5.2.2. How the Family Foundation in Liechtenstein benefits from this

If profits arise from the purchased assets, then they are used to repay the loan, which, as we know, does not trigger taxation.

In addition, the loan is linked to a relatively high interest rate, which can be significantly above the market interest rate, because the GmbH & Co. KG can hardly offer any collateral at the time of the loan agreement. For this reason, the higher interest rate is also reasonable vis-à-vis the tax administration without it being able to detect a tax abuse. At the same time, however, the high interest rates of the Family Foundation in Liechtenstein still serve to increase their own assets.

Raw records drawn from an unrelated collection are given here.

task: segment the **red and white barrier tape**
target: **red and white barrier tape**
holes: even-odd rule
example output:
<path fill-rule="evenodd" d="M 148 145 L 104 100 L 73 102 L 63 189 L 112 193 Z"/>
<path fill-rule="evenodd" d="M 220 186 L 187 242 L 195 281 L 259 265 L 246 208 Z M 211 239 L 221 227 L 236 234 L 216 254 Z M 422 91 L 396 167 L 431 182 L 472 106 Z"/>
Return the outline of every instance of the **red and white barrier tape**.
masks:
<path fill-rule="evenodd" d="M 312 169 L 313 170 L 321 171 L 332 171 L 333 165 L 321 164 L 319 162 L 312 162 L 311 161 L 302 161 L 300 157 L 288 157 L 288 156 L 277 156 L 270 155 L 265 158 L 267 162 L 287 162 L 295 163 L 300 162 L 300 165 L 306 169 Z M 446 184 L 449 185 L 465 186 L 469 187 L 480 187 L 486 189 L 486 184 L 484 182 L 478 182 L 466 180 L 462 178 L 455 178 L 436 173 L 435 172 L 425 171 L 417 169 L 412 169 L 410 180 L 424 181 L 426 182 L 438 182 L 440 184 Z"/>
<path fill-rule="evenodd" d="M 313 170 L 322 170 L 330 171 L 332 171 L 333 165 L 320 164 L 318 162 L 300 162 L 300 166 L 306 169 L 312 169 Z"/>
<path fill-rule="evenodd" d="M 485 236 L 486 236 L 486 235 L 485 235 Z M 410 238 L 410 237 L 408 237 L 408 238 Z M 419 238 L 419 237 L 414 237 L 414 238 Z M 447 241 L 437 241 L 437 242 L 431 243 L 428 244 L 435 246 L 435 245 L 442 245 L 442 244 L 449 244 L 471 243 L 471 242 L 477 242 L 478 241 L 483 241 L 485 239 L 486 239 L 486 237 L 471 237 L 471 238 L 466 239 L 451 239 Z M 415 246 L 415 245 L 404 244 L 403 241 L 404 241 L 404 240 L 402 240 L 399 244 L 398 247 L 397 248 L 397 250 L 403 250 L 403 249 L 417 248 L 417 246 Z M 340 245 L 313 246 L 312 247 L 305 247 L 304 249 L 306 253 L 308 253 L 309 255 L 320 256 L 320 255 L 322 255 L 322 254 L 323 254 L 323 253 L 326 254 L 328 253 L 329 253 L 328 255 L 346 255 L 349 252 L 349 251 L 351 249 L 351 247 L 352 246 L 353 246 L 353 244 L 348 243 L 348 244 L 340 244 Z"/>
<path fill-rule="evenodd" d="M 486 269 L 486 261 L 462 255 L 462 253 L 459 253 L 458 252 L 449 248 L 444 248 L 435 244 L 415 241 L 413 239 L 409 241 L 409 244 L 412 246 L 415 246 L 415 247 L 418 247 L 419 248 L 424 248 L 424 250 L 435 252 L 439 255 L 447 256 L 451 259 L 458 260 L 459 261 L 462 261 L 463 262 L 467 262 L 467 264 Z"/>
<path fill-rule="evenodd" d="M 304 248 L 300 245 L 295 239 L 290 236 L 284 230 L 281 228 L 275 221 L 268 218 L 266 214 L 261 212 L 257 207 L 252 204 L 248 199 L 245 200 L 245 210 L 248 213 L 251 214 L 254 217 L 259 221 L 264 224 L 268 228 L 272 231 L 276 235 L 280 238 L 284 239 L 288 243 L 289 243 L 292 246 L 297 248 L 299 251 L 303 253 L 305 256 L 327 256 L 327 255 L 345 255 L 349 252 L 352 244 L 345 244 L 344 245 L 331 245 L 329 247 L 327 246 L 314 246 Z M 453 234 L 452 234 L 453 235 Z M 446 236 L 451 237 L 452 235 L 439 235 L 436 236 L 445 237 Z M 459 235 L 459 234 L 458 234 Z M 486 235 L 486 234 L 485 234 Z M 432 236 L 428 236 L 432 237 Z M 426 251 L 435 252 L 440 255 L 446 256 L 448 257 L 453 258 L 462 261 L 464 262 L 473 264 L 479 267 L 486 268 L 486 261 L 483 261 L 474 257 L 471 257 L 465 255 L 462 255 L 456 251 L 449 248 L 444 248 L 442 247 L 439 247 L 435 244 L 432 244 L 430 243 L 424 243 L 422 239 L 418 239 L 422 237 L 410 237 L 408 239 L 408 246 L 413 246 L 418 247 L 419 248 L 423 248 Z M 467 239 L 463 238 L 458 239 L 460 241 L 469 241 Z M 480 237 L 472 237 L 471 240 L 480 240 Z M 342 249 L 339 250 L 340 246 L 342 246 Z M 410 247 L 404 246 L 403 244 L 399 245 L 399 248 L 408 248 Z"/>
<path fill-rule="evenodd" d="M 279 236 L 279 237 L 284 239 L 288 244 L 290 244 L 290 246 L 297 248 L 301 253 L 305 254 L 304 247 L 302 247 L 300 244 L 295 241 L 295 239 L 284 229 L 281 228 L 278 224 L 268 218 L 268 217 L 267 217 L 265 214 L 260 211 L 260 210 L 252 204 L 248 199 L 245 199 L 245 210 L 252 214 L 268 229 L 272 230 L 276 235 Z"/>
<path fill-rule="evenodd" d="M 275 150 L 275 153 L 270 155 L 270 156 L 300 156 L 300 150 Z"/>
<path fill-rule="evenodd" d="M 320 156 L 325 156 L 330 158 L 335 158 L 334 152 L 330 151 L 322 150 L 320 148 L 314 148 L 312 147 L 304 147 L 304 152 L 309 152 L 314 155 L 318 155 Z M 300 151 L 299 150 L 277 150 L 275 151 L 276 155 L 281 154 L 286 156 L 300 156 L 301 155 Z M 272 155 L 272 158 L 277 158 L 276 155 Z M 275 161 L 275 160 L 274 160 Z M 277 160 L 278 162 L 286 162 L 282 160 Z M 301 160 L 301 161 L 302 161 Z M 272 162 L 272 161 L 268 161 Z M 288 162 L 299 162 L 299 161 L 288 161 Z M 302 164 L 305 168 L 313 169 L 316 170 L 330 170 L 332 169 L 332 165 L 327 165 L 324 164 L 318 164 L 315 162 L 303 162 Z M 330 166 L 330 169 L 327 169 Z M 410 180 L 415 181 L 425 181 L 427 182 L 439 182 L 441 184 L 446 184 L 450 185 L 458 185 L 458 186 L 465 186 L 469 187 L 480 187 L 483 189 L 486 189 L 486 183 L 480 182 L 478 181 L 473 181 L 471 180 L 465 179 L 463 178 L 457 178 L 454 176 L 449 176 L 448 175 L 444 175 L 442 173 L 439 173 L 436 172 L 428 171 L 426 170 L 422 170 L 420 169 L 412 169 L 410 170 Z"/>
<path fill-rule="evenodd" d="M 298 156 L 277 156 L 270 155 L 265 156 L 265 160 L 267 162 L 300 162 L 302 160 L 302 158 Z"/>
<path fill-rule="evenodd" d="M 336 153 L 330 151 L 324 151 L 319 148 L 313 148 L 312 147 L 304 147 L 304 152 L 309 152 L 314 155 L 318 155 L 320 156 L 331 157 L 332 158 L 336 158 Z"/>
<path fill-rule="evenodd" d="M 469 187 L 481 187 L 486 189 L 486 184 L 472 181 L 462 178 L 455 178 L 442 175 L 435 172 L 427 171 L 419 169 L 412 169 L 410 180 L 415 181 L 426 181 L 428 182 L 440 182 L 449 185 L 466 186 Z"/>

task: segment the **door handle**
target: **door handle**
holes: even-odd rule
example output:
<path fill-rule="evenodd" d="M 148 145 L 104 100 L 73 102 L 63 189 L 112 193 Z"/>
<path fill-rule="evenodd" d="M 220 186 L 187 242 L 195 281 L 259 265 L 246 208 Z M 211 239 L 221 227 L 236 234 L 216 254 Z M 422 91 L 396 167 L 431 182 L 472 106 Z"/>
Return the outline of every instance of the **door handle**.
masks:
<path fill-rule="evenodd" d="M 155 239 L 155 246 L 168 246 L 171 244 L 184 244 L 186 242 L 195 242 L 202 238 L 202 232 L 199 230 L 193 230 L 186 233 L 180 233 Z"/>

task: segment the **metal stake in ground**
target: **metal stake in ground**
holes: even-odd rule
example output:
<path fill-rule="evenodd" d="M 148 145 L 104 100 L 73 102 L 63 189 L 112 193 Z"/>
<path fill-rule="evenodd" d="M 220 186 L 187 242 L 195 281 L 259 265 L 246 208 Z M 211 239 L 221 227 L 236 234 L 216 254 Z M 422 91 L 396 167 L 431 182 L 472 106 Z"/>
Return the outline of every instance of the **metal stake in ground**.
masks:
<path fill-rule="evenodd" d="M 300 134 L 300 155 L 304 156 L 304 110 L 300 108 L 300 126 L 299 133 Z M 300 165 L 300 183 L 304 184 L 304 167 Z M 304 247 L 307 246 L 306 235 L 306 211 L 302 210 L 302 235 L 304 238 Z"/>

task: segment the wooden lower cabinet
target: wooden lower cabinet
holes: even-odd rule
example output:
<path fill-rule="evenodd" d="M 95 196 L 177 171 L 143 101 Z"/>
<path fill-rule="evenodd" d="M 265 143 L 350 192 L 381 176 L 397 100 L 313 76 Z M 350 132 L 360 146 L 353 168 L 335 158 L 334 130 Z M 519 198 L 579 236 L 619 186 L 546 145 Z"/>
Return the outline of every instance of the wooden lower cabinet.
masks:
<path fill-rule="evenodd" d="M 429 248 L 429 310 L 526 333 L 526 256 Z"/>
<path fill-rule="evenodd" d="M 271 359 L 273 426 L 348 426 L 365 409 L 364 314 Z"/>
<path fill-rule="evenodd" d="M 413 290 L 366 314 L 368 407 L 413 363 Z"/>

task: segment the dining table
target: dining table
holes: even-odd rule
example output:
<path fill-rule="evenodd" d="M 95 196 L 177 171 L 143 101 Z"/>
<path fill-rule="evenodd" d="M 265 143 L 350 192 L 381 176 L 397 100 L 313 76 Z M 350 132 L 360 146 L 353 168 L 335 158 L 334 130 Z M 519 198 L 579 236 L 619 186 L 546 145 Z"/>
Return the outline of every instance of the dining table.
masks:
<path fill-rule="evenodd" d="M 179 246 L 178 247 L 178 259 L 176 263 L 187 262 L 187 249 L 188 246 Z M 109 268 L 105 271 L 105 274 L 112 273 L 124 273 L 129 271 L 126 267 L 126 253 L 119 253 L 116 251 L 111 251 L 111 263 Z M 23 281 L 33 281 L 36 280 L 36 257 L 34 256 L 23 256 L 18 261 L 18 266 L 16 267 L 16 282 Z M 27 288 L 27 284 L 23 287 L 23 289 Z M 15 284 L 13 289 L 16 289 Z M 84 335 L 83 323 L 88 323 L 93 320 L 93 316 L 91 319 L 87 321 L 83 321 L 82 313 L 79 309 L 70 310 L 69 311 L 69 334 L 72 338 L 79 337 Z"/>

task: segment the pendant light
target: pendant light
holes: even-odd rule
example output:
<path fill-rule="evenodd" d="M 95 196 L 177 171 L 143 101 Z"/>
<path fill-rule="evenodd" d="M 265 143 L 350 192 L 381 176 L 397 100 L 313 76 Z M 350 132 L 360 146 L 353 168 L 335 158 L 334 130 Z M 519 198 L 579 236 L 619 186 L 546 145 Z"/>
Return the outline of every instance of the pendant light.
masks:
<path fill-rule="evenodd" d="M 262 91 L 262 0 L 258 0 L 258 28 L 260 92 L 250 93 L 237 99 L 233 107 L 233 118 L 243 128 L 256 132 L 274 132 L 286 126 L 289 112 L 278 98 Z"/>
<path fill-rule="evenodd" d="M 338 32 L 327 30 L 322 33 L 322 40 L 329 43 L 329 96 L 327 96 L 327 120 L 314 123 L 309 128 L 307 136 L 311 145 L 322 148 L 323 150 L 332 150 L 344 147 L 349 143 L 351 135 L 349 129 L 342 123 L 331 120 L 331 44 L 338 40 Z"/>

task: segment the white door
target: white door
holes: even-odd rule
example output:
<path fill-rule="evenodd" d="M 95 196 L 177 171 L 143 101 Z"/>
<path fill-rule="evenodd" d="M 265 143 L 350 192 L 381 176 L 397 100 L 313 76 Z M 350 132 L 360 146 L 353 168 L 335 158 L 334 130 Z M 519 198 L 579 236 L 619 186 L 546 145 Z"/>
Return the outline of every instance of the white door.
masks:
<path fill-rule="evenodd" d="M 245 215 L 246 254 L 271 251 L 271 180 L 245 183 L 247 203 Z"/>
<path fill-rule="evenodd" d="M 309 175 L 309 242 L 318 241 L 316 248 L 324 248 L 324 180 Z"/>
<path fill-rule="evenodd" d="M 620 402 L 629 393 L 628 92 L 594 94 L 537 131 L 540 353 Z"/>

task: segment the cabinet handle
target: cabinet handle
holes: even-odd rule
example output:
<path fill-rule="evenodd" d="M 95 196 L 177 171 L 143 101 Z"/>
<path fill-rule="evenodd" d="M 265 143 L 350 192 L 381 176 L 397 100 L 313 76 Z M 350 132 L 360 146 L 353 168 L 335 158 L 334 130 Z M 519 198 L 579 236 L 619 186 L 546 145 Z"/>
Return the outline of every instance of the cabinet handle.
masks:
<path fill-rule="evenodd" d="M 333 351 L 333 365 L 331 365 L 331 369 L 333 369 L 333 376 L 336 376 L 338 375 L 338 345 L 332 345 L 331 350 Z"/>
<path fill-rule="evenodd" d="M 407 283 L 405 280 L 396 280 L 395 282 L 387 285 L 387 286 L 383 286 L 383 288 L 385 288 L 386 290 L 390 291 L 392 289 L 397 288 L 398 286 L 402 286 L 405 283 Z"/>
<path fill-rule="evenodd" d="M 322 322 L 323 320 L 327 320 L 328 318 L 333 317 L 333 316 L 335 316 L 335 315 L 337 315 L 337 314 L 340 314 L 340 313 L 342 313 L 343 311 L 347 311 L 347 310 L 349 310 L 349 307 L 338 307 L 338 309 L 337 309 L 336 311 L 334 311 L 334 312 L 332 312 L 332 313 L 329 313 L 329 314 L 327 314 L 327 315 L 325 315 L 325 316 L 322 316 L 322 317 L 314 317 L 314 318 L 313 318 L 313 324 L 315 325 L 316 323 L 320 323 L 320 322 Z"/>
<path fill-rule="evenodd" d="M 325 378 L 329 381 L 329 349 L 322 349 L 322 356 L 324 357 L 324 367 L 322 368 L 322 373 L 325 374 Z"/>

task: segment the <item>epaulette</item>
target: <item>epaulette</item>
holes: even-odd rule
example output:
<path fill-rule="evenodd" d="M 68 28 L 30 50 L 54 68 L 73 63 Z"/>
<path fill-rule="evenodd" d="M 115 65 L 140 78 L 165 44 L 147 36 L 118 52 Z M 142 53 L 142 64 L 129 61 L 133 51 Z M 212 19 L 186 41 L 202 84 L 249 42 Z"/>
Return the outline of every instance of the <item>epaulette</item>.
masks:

And if the loan is later paid off, the profits of GmbH & Co. KG, without being subject to income taxation of their profits in Germany, can flow to the Family Foundation in Liechtenstein. There, the taxation is in all probability significantly lower than for a shareholder in Germany.

5.2.3. The advantages of GmbH & Co. KG compared to a GmbH

The advantage of a GmbH & Co. KG over a GmbH lies in the fact that the GmbH & Co. KG is a partnership. A partnership is tax transparent, so that the company itself does not pay its own income taxes. Taxes on their profits are paid by the shareholders, in our case mainly the family foundation in Liechtenstein. On the other hand, a GmbH pays corporate tax as a legal person, which would then be incurred in Germany.

For the same reason, GmbH & Co. KG has another advantage over the GmbH. Because a partnership can earn the profit tax-free when selling real estate after a ten-year speculative period. A GmbH, on the other hand, pays corporate tax on it quite regularly.

5.2.4. Disadvantage wealth tax vs. advantage wealth increase

The big disadvantage of this design model is that the immobile assets in Germany would still be subject to property tax without the family foundation in Liechtenstein being able to remedy this. But we have already explicitly stated this before: immobile assets, which are considered domestic assets in Germany, remain taxable in Germany regardless of ownership.

So where is the advantage of the family foundation in Liechtenstein if the avoidance of property tax plays no role? The tax advantage now lies in the fact that the Family Foundation in Liechtenstein can increase its own assets via the income it receives from its German GmbH & Co. KG. However, this newly created wealth is then spared by the German wealth tax. In this respect, the Family Foundation in Liechtenstein actually helps to avoid property tax, albeit indirectly.